L'Institut Curie est un centre de référence pour la prise en charge des cancers du sein. Son expertise dans les traitements conservateurs, les thérapeutiques innovantes et l'oncogénétique (femmes à haut risque familial), en fait un acteur de tout premier rang pour la prise en charge des femmes jeunes atteintes de cancer du sein.
Préserver au maximum la féminité et la fécondité tout en réduisant le risque de rechute
Chez les femmes de moins de 40 ans, les cancers du sein sont souvent diagnostiqués à un stade plus avancé que chez les femmes plus âgées. Leurs traitements reposent sur l'association de la chirurgie, de la radiothérapie et de la chimiothérapie, éventuellement suivie par une hormonothérapie et/ou une immunothérapie.

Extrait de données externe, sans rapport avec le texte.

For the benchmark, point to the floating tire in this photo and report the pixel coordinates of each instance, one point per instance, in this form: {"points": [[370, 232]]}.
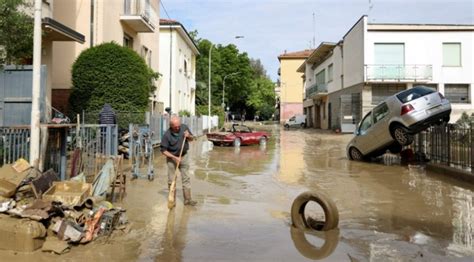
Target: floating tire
{"points": [[331, 214], [309, 250]]}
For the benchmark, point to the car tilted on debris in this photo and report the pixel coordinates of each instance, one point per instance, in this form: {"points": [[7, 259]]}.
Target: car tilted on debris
{"points": [[238, 135], [393, 123]]}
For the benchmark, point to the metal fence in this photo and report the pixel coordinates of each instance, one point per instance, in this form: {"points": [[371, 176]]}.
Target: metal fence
{"points": [[449, 144], [96, 143], [124, 118], [14, 144]]}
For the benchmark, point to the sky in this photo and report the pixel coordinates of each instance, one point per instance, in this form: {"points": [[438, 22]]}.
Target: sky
{"points": [[270, 27]]}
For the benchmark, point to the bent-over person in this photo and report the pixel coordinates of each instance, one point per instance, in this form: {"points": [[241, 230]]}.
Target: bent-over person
{"points": [[170, 147]]}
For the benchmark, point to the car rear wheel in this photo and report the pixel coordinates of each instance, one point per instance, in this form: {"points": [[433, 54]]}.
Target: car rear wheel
{"points": [[401, 135], [395, 148], [355, 154], [237, 142]]}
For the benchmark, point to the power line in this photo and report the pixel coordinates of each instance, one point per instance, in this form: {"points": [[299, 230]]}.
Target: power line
{"points": [[164, 8]]}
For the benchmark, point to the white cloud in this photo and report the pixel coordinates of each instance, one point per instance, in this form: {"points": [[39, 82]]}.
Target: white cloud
{"points": [[270, 27]]}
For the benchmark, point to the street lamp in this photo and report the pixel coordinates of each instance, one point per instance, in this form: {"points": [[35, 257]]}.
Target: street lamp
{"points": [[223, 87], [209, 98], [209, 84]]}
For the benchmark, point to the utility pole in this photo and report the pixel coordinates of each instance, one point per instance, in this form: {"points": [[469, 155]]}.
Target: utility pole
{"points": [[35, 97], [209, 98], [314, 30], [223, 87]]}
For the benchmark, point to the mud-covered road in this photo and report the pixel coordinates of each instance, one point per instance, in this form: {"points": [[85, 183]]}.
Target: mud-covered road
{"points": [[387, 213]]}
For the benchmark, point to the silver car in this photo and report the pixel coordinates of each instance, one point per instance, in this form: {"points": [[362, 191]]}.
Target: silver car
{"points": [[392, 123]]}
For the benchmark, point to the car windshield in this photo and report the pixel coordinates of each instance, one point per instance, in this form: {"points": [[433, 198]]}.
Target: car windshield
{"points": [[414, 93], [365, 124]]}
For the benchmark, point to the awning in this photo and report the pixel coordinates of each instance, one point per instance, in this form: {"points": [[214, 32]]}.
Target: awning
{"points": [[55, 31]]}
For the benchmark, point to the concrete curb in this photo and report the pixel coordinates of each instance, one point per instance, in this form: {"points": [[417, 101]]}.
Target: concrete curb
{"points": [[451, 172]]}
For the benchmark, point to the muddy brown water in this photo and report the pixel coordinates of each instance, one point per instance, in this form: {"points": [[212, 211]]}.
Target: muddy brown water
{"points": [[387, 213]]}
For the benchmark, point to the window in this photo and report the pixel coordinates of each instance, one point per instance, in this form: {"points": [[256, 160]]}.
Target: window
{"points": [[382, 91], [149, 58], [457, 93], [451, 54], [380, 112], [127, 41], [185, 67], [321, 77], [365, 124], [433, 87], [389, 58], [146, 55], [330, 72], [389, 53], [414, 93]]}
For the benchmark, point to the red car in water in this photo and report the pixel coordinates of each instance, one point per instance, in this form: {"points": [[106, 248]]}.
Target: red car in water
{"points": [[238, 135]]}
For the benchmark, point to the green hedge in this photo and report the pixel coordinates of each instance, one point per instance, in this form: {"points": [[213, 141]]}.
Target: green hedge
{"points": [[202, 110], [109, 73]]}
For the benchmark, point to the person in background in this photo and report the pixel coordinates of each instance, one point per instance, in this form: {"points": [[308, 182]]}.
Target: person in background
{"points": [[107, 116]]}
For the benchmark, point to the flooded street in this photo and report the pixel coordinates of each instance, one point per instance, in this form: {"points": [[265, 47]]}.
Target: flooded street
{"points": [[243, 213]]}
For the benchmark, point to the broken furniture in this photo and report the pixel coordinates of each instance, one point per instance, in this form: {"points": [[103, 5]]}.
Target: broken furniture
{"points": [[69, 193]]}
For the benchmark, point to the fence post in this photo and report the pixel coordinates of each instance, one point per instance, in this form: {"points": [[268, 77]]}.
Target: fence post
{"points": [[448, 139], [471, 140]]}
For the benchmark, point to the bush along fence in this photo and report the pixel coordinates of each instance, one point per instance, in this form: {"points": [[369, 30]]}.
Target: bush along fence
{"points": [[449, 144]]}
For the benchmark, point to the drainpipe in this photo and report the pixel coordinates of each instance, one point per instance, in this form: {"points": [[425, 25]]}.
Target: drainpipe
{"points": [[171, 62], [92, 24], [35, 96]]}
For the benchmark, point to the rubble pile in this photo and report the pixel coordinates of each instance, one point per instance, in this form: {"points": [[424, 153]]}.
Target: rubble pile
{"points": [[38, 211]]}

Du fait du jeune âge des patientes, la prise en charge qui est proposée comporte des enjeux très particuliers. Certains de ces traitements peuvent altérer temporairement ou définitivement les fonctions hormonales, ce qui peut avoir un impact sur la fertilité des femmes. Par ailleurs, les conséquences sociales et psychologiques de la maladie ou de son traitement peuvent être encore plus préoccupantes chez les femmes jeunes. C'est le cas en particulier de la chirurgie et cela justifie, toutes les fois où cela est possible, de leur proposer le recours à un traitement avec conservation du sein.
Cependant, l'une des caractéristiques des cancers touchant les femmes de moins de 40 ans est le risque de récidive plus élevé au niveau du sein traité que dans la population générale.

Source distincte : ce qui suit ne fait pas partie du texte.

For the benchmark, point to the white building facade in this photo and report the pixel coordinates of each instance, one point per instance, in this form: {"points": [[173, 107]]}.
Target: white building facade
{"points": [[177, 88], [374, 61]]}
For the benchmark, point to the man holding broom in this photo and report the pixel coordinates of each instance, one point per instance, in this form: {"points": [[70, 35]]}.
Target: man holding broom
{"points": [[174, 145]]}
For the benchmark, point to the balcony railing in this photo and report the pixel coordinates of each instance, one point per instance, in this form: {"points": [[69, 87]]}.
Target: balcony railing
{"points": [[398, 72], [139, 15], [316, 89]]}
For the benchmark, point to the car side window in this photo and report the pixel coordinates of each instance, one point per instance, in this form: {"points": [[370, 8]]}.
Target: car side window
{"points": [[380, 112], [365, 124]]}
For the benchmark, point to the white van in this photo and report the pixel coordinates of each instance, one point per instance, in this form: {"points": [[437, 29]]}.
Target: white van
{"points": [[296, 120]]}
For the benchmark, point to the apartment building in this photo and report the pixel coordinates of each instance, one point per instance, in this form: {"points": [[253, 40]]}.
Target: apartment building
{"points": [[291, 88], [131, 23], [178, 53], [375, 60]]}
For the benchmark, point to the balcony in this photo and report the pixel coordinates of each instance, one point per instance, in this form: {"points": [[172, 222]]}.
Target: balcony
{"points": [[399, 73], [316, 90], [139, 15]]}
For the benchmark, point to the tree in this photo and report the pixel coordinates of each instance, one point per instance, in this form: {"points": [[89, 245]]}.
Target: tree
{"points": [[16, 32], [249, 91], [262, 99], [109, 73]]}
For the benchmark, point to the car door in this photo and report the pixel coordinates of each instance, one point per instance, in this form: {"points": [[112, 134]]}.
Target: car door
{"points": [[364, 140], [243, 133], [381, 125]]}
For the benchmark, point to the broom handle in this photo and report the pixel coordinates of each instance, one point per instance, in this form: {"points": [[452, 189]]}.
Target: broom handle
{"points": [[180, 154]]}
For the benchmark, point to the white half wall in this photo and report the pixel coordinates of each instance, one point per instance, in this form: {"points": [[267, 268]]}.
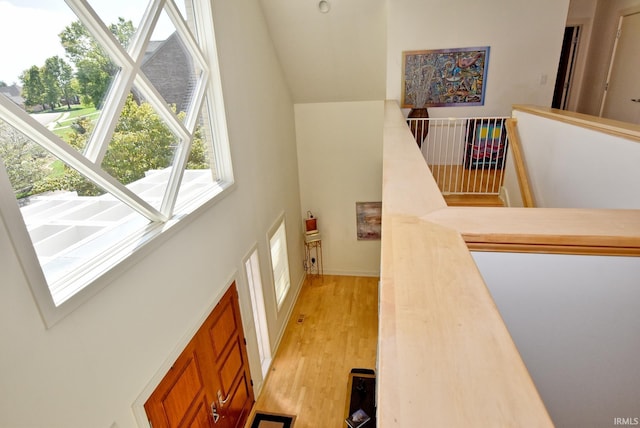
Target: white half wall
{"points": [[573, 167], [575, 322], [340, 163]]}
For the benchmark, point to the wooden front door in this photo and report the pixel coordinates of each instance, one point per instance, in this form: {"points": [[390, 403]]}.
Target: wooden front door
{"points": [[209, 385]]}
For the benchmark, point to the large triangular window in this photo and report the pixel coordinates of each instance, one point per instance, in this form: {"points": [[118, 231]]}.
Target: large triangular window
{"points": [[108, 138]]}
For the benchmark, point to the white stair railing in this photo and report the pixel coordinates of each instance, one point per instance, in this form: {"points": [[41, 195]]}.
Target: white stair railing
{"points": [[465, 155]]}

Les facteurs connus d'agressivité tumorale que l'on retrouve plus fréquemment chez les femmes jeunes ne suffisent pas à expliquer cette majoration du risque de récidive locale. D'autres facteurs inconnus à ce jour pourraient également être en jeu. Leur connaissance permettrait d'améliorer la prédiction de ce risque. Aujourd'hui, les cancérologues sont confrontés à un véritable dilemme dans la mise en oeuvre d'un traitement entre la limitation des séquelles, la préservation de la fertilité et la réduction maximale du risque de rechute.
La génomique pour affiner le diagnostic et rechercher de nouveaux traitements
Dans une publication récente , les médecins de l'Institut Curie montrent, à partir de 209 prélèvements de tumeurs, que l'âge est à ce jour le seul facteur, parmi les paramètres cliniques et histologiques pris en compte, susceptible d'indiquer un risque de récidive : plus les patientes sont jeunes, plus leur risque de récidiver est élevé.

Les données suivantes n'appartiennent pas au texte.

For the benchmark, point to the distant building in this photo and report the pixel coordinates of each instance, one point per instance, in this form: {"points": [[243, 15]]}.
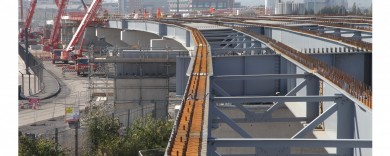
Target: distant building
{"points": [[199, 5], [130, 6], [179, 5], [270, 6], [289, 8], [317, 5]]}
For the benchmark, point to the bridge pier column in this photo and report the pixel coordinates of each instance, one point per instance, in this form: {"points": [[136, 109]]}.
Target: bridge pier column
{"points": [[345, 123], [312, 88]]}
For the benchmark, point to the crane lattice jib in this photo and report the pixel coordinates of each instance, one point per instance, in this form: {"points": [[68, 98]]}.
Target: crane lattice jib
{"points": [[54, 36], [30, 15], [80, 30]]}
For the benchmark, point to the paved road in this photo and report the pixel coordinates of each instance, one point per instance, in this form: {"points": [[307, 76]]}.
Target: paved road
{"points": [[73, 90]]}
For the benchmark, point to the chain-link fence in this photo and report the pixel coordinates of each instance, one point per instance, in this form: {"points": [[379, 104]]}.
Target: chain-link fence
{"points": [[31, 79]]}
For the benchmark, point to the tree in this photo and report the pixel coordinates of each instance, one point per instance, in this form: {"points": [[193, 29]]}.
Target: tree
{"points": [[40, 146], [107, 137], [354, 8]]}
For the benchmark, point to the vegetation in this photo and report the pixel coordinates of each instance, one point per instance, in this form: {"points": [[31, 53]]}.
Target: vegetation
{"points": [[29, 147], [107, 137]]}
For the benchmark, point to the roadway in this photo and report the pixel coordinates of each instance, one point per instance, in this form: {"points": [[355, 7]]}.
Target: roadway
{"points": [[70, 85]]}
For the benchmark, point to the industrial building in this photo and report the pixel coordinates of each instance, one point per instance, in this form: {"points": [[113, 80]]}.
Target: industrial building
{"points": [[289, 8], [272, 85], [199, 5], [317, 5]]}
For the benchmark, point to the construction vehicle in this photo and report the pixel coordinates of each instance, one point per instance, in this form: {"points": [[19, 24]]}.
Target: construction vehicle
{"points": [[56, 56], [83, 66], [53, 42]]}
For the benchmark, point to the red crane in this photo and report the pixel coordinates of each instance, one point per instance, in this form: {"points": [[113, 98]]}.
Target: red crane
{"points": [[80, 30], [54, 36], [29, 17]]}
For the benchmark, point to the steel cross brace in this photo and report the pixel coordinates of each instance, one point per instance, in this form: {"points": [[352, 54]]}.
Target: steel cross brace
{"points": [[230, 122], [316, 122]]}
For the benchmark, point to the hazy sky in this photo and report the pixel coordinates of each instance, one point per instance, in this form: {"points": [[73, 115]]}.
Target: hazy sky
{"points": [[363, 3]]}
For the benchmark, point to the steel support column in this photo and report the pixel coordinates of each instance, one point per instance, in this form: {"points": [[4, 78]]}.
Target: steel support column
{"points": [[312, 89], [345, 123]]}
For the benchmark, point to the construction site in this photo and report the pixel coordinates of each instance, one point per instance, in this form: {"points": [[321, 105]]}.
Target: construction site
{"points": [[232, 83]]}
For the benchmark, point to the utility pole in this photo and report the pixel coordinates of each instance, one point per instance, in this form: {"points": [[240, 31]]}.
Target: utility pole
{"points": [[27, 59], [76, 139], [177, 6], [21, 10]]}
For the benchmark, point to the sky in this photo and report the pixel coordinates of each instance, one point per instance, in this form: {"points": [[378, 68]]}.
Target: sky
{"points": [[363, 3]]}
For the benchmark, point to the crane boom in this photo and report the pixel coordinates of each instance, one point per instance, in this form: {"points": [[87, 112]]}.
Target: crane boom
{"points": [[80, 30], [54, 36], [29, 17]]}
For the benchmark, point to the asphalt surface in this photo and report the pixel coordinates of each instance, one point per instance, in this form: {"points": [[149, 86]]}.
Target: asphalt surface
{"points": [[59, 90]]}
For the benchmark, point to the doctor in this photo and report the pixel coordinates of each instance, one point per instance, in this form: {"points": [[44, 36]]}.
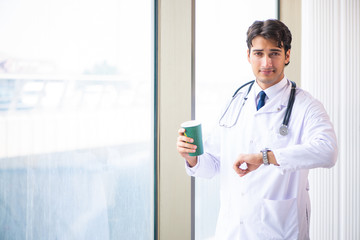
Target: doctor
{"points": [[263, 172]]}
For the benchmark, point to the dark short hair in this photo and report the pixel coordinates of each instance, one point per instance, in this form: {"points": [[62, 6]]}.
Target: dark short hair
{"points": [[270, 29]]}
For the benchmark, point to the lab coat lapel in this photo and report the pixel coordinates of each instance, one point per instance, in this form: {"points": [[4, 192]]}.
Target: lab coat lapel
{"points": [[275, 104]]}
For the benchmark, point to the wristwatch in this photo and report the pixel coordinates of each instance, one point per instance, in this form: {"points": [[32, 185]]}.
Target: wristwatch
{"points": [[265, 158]]}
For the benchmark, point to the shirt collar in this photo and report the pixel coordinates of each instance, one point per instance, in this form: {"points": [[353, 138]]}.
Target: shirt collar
{"points": [[271, 91]]}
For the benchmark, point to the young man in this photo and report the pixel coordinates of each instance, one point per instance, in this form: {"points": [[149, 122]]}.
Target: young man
{"points": [[266, 142]]}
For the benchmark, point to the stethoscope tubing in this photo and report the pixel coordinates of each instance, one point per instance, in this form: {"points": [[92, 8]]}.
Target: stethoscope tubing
{"points": [[284, 126]]}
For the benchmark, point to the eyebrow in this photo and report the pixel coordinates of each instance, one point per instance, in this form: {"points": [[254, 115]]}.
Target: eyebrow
{"points": [[271, 50]]}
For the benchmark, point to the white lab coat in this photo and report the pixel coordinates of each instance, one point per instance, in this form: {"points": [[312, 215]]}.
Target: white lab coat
{"points": [[271, 202]]}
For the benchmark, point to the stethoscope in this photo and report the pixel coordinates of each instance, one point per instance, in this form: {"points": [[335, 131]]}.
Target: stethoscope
{"points": [[283, 128]]}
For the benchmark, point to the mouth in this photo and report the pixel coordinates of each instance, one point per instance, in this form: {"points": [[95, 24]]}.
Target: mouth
{"points": [[267, 71]]}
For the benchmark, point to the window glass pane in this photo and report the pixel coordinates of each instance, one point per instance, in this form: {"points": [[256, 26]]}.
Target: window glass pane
{"points": [[76, 119], [221, 67]]}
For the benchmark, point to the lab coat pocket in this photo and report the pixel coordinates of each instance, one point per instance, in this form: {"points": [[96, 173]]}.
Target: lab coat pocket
{"points": [[280, 218]]}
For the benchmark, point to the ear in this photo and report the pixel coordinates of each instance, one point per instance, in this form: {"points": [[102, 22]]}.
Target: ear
{"points": [[287, 57]]}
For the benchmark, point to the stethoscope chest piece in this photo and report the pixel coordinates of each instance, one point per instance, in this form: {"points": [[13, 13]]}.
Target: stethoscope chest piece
{"points": [[283, 130]]}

Pour identifier des paramètres plus éprouvés indiquant le risque de récidive, les médecins et les chercheurs de l'Institut Curie étudient le profil génomique de ces tumeurs.
Dans un premier temps, ils ont comparé, chez des patientes de moins de 40 ans ayant récidivé localement, le profil génomique de la tumeur initiale et celui de la récidive. Cette première étape était essentielle pour distinguer les « véritables » récidives, de la survenue d'un deuxième cancer indépendant. Les chercheurs et les médecins peuvent désormais se consacrer à la comparaison entre les profils génomiques des patientes ayant rechuté et les autres. Si une différence apparaît, il sera alors possible d'inclure l'analyse génomique parmi les paramètres pronostiques et ainsi mieux repérer les patientes « à risque » de récidive avec un traitement conservateur.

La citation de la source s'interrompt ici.